I too am ravished by sublime splendor of Nature, and I envy Rob Bell’s ability to surf with dolphins on a daily basis and rejoice in the sheer beauty of their form. But I will not pretend that I can banish the shadows of the Fall by idolizing them. I have no desire to be more like a dolphin, or a dog, or any other creature that God has made. Instead, I rejoice that I am a Man, created with the sacred capacity for shame and awe, and by God’s grace I hope to be made a fuller and truer Man than I currently am.
Former preacher and megachurch pastor, Rob Bell, is impressed by dolphins. In a recent interview with Lewis Howes, Rob waxed philosophical about the natural ability of dolphins to just be dolphins, to bypass the frazzled attention spans and psychological reflexivity which characterize so much of human life as we know it. “Most of the time when I surf,” Rob explained, “there are dolphins. Like this morning. And a dolphin goes by, ‘I’m a dolphin.’ It’s just pure presence. It only knows how to be here and be a dolphin, which sounds so unbelievably simple and is probably the most profound thing ever.”

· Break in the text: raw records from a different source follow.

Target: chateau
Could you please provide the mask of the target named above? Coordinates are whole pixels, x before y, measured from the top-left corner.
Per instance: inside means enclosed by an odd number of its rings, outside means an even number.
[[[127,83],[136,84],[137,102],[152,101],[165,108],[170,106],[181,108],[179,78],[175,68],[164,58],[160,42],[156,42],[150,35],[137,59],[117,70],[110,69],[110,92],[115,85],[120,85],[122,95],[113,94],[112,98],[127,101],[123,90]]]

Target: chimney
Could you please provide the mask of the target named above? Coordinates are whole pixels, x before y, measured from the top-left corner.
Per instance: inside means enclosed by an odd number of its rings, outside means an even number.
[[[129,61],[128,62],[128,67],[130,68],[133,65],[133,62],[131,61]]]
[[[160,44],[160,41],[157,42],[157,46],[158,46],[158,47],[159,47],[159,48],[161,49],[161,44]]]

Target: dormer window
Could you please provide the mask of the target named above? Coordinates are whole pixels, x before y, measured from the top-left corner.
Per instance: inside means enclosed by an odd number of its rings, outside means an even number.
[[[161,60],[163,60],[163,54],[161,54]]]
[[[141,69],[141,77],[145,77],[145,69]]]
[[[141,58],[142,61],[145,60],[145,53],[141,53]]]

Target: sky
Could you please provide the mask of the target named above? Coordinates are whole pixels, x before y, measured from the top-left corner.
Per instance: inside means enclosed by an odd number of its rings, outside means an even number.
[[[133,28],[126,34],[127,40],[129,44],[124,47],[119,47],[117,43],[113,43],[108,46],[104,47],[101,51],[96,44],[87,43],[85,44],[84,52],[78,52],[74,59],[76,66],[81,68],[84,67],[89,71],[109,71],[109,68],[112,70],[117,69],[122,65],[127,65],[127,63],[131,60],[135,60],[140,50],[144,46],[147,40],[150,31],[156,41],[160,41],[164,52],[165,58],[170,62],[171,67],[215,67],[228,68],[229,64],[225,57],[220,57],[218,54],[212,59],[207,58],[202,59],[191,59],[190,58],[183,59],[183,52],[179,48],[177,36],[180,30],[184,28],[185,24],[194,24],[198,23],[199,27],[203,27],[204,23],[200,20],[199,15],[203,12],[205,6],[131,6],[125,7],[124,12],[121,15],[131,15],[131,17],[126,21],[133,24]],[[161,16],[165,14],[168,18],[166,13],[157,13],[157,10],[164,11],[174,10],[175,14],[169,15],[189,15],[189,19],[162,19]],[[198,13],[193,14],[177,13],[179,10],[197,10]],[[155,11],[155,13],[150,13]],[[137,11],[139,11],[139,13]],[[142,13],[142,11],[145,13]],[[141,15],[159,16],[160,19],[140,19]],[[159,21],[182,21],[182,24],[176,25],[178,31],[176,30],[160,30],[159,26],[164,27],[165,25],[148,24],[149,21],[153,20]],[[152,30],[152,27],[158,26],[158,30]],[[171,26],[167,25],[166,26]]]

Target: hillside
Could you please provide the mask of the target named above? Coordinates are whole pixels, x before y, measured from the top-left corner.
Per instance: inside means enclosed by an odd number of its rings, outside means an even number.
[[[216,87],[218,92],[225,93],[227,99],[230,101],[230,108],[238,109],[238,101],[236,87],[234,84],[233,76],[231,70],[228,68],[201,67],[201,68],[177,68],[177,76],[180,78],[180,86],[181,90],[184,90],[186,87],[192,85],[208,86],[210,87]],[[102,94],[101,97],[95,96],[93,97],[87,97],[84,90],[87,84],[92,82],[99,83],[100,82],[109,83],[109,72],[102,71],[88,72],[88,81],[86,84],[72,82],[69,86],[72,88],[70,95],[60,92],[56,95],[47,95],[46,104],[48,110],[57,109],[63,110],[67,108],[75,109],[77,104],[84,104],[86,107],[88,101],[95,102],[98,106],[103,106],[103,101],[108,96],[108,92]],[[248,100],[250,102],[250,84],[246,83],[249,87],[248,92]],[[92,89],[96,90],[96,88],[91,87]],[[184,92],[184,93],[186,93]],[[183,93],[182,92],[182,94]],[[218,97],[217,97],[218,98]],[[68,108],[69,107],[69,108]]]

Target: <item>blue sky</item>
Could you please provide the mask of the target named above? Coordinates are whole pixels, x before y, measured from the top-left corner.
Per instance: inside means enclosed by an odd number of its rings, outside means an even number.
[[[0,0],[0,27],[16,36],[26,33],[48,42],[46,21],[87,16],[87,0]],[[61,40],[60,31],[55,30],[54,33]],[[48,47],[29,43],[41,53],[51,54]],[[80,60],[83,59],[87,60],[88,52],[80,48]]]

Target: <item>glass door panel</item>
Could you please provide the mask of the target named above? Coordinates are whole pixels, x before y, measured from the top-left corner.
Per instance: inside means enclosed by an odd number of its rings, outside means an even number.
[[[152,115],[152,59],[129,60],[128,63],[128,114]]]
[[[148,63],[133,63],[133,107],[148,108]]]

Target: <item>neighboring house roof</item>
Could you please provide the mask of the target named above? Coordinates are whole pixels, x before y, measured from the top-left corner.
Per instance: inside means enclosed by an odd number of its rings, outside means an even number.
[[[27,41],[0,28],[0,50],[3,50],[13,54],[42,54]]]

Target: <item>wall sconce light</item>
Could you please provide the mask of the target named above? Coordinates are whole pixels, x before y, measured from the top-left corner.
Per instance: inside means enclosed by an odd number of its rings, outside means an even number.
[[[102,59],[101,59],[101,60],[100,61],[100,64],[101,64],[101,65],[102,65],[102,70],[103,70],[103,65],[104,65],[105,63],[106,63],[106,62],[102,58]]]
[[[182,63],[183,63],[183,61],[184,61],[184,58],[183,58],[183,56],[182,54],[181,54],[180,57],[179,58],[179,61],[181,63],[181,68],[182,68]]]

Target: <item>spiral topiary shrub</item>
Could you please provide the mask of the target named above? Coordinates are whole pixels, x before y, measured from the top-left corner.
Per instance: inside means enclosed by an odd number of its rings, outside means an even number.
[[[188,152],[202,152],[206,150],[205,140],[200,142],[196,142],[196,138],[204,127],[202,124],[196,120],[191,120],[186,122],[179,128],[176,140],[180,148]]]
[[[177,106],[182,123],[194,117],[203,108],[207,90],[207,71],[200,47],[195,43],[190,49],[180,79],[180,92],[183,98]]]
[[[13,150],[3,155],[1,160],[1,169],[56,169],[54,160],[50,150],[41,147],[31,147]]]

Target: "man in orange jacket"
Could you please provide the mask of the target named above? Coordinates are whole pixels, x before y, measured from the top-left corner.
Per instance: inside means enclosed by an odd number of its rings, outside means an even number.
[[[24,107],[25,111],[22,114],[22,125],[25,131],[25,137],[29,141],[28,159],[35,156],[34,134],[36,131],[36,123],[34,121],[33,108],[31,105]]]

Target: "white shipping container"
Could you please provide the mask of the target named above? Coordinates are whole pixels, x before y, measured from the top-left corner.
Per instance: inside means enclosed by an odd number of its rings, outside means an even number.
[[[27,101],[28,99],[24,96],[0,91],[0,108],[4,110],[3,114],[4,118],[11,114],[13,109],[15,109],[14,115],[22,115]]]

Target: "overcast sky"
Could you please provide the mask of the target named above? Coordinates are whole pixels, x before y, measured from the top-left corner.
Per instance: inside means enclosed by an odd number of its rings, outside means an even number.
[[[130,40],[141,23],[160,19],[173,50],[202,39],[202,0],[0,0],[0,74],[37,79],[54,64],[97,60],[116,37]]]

On the face of it, Rob’s statement is unsurprising. Americans have always been quick to sentimentalize animals, and a spiritual homage to dolphins served up by a renown ex-evangelical is predictably satisfying fare among the crowds of seekers who yearn for inner peace and well-being sans Jesus. Why not imitate a contemplative cetacean? Why not discover spiritual bliss while walking the dog? To a certain type of person, this makes a certain amount of sense, and Rob Bell is eager to recommend both practices. Both dolphins and dogs, he avers, live in a state of unadulterated presence, and therein is true joy to be found.
But as with most ad hoc philosophies, there are hidden costs. Rob’s veneration of pure presence isn’t entirely devoid of ethical freight, and the Zen-like qualities of his dolphins don’t quite expunge the questions that keep human beings up at night. Listening to Rob and Lewis pursue their dialogue, I noticed that some of the more troubling implications of Rob’s words slowly began to rise to the surface. Questions concerning right and wrong, good and bad, Rob admitted, are no longer interesting to him. Neither is Rob curious about why anything in the universe is as it is. His dolphin-based philosophy is far simpler. Every person is enough. Every moment is a celebration. Every place is a temple. Everything you truly need will be provided as you need it. Ultimately, spiritual life is nothing more than the full and complete awareness of our natural life once it is free and unhindered by our chattering minds, the constraints of society, and the tired dogmas of religious communities.
As a pastor and priest in California, I’ve heard this all before. Such notions spring readily from the lips of Baby Boomers and Millennials alike, and even collar-wearing Mainline clergy are not immune to the spiritual charms of Rob’s seemingly bucolic ontology, a world wherein Tennyson’s unsettling awareness of “nature red in tooth and claw” is conveniently mislaid within the blinding light of pure presence. I’m not sure I should properly call such thinking a “world project,” but it is certainly a common and persuasive line of spiritual reasoning, and underneath it lies a powerful hidden premise: to live within “pure presence” is to step into a higher and deeper form of life.